O Ministério da Justiça e Segurança Pública do Brasil informou que cerca de 25,2 milhões de pessoas no país utilizam plataformas ilegais de apostas online. O dado, apresentado pelo ministro Wellington César Lima e Silva, evidencia a dimensão do mercado paralelo de bets no país e o desafio crescente enfrentado pelas autoridades para controlar a atividade fora do sistema regulado.
Segundo o ministro, as plataformas ilegais representam uma parcela significativa do ecossistema de apostas, operando ao lado de empresas licenciadas, mas sem cumprir as exigências legais e regulatórias estabelecidas pelo governo. Ele destacou ainda que já foram bloqueados mais de 40 mil sites associados a esse tipo de operação, como parte das ações de fiscalização e repressão.

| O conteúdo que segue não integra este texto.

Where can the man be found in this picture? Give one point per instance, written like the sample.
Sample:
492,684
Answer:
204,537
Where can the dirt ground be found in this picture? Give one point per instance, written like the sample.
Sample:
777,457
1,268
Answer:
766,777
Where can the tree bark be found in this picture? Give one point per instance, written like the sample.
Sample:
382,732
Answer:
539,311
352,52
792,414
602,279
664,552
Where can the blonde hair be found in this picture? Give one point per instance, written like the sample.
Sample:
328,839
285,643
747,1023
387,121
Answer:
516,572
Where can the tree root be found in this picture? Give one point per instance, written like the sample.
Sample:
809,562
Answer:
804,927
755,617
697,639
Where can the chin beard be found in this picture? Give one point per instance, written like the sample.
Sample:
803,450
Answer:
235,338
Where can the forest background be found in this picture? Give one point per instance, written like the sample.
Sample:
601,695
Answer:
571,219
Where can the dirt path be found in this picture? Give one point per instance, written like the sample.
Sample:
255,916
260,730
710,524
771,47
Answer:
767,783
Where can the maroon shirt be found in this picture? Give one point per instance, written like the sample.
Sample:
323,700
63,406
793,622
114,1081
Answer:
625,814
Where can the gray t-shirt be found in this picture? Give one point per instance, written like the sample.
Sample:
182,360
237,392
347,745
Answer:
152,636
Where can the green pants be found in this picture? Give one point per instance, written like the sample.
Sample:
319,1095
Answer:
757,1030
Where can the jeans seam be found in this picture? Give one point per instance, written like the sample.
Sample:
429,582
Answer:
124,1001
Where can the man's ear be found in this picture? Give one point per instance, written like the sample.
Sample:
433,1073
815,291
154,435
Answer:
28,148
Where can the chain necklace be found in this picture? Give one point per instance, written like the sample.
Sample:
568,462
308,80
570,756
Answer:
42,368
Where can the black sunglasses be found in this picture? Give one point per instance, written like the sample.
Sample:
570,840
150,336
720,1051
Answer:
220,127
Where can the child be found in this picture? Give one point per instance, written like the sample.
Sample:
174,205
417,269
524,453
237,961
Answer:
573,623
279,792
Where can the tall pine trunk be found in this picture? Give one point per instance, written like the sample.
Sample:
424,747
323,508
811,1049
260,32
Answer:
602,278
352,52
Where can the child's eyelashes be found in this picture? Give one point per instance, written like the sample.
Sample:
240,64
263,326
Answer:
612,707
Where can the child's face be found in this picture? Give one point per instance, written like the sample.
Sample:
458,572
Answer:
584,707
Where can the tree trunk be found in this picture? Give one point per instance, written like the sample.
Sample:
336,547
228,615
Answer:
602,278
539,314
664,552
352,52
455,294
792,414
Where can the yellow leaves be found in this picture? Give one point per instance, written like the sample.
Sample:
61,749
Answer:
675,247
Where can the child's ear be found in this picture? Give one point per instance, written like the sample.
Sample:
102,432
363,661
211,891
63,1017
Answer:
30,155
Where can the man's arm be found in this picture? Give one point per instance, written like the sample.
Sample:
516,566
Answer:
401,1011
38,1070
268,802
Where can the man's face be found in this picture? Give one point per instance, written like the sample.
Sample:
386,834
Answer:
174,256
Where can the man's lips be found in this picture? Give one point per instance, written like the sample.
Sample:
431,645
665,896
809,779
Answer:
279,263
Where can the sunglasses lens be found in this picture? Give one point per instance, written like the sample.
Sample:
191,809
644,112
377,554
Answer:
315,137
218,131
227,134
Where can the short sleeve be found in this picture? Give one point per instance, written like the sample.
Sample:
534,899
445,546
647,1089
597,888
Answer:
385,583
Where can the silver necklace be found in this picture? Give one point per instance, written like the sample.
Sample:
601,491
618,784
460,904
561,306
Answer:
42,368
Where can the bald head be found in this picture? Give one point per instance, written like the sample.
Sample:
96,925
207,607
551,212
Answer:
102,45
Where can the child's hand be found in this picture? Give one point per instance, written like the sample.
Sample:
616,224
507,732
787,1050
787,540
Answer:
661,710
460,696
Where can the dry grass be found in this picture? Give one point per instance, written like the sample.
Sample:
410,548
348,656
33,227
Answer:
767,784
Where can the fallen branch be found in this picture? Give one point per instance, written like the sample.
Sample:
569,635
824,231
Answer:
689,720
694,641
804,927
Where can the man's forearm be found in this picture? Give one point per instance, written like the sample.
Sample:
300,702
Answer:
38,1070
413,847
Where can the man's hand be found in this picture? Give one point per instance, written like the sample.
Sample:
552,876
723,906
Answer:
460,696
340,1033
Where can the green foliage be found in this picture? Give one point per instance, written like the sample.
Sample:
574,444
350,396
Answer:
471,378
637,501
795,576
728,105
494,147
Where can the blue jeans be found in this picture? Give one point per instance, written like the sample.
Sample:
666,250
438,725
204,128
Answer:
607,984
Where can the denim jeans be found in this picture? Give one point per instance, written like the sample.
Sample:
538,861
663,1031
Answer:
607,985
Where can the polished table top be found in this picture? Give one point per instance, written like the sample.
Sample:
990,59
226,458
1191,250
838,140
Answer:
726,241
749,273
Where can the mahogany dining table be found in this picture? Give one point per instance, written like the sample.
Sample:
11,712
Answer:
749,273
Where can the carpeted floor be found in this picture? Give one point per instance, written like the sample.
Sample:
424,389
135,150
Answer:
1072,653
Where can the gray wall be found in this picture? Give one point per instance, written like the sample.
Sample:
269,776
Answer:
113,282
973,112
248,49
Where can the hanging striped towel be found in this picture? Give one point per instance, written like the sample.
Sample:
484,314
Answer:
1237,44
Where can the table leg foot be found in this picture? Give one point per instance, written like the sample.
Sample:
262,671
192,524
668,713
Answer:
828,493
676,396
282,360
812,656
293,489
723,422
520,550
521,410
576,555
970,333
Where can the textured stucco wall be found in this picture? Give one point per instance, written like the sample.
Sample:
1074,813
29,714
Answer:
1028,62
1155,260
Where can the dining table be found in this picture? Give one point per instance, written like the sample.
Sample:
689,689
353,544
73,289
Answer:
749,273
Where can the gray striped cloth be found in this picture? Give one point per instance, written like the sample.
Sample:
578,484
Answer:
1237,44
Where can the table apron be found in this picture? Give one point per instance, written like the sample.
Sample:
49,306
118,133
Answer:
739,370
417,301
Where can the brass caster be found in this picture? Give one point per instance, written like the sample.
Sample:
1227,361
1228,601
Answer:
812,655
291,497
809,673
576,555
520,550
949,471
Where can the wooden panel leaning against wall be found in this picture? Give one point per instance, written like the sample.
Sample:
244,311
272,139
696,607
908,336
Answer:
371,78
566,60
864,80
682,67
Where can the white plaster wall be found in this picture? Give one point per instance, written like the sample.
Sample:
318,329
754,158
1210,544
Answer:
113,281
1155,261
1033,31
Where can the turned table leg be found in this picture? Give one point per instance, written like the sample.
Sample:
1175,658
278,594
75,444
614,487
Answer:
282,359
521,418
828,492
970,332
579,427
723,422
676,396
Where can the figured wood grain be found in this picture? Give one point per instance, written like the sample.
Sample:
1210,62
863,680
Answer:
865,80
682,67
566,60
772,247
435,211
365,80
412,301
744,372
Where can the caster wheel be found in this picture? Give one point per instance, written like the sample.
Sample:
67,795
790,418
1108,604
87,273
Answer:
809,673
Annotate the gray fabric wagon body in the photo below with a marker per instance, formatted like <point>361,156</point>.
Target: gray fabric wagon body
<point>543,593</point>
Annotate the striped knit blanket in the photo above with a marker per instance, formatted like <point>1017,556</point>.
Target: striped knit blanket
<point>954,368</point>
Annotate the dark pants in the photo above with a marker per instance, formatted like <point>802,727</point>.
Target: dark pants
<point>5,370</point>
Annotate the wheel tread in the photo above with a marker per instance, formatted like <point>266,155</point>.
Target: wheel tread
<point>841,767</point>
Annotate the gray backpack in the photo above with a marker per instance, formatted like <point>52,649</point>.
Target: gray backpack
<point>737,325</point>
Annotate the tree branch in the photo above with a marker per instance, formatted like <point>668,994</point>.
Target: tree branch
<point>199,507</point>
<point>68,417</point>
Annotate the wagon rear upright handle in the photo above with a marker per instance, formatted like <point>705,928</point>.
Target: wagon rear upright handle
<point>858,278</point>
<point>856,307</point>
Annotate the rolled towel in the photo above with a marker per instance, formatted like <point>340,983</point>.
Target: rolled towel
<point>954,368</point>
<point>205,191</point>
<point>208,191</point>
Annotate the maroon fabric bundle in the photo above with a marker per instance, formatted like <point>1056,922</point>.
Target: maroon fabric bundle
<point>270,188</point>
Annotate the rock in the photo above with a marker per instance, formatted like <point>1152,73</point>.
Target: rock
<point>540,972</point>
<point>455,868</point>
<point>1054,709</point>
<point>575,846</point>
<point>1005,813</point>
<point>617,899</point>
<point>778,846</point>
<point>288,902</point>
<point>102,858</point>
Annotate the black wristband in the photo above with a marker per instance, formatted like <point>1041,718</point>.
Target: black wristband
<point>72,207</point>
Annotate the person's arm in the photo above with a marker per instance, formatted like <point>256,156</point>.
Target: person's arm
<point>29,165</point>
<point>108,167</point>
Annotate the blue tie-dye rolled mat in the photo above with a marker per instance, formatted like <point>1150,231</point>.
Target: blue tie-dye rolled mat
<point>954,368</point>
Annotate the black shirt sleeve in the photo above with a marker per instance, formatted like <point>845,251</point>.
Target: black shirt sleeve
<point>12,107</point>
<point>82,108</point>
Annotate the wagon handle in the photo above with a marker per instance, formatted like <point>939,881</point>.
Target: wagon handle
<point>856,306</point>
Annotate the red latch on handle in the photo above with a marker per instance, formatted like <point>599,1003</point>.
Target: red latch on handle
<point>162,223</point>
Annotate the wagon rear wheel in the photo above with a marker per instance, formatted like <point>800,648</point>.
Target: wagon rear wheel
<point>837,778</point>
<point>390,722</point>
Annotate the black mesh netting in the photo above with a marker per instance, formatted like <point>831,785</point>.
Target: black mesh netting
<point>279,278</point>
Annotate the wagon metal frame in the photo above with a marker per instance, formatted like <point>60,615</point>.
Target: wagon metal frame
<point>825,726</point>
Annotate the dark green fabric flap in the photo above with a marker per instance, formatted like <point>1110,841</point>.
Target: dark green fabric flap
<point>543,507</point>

Durante o anúncio, o governo também informou uma nova medida que prevê o bloqueio de recursos vinculados a bets ilegais, com o direcionamento desses valores para o fundo de segurança pública, sempre dentro do devido processo legal. A iniciativa faz parte de uma estratégia mais ampla para reduzir a atuação de operadores irregulares e enfraquecer sua estrutura financeira.
O ministro ressaltou que o mercado ilegal de apostas não é apenas uma questão regulatória, mas também um problema de segurança pública, já que pode servir como canal de atuação para organizações criminosas. Segundo ele, a existência desse ambiente paralelo cria incentivos para a migração de atividades ilícitas para o setor de apostas não regulamentadas, o que exige resposta mais firme do Estado.
Dados apresentados pelo governo indicam ainda que entre 41% e 51% das plataformas ativas no país estariam operando fora da legalidade. Essa proporção reforça a preocupação com a escala do problema e a dificuldade de contenção apenas por meio de ações pontuais de bloqueio.
Em paralelo, o Ministério da Fazenda detalhou que uma estrutura reduzida de operadores financeiros estaria por trás da sustentação de grande parte dessas atividades. De acordo com as informações divulgadas, poucas centenas de pessoas, utilizando dezenas de instituições financeiras e fintechs, seriam responsáveis pela operação de milhares de sites e aplicativos ilegais que já foram derrubados pela Agência Nacional de Telecomunicações (Anatel) a pedido da Secretaria de Prêmios e Apostas.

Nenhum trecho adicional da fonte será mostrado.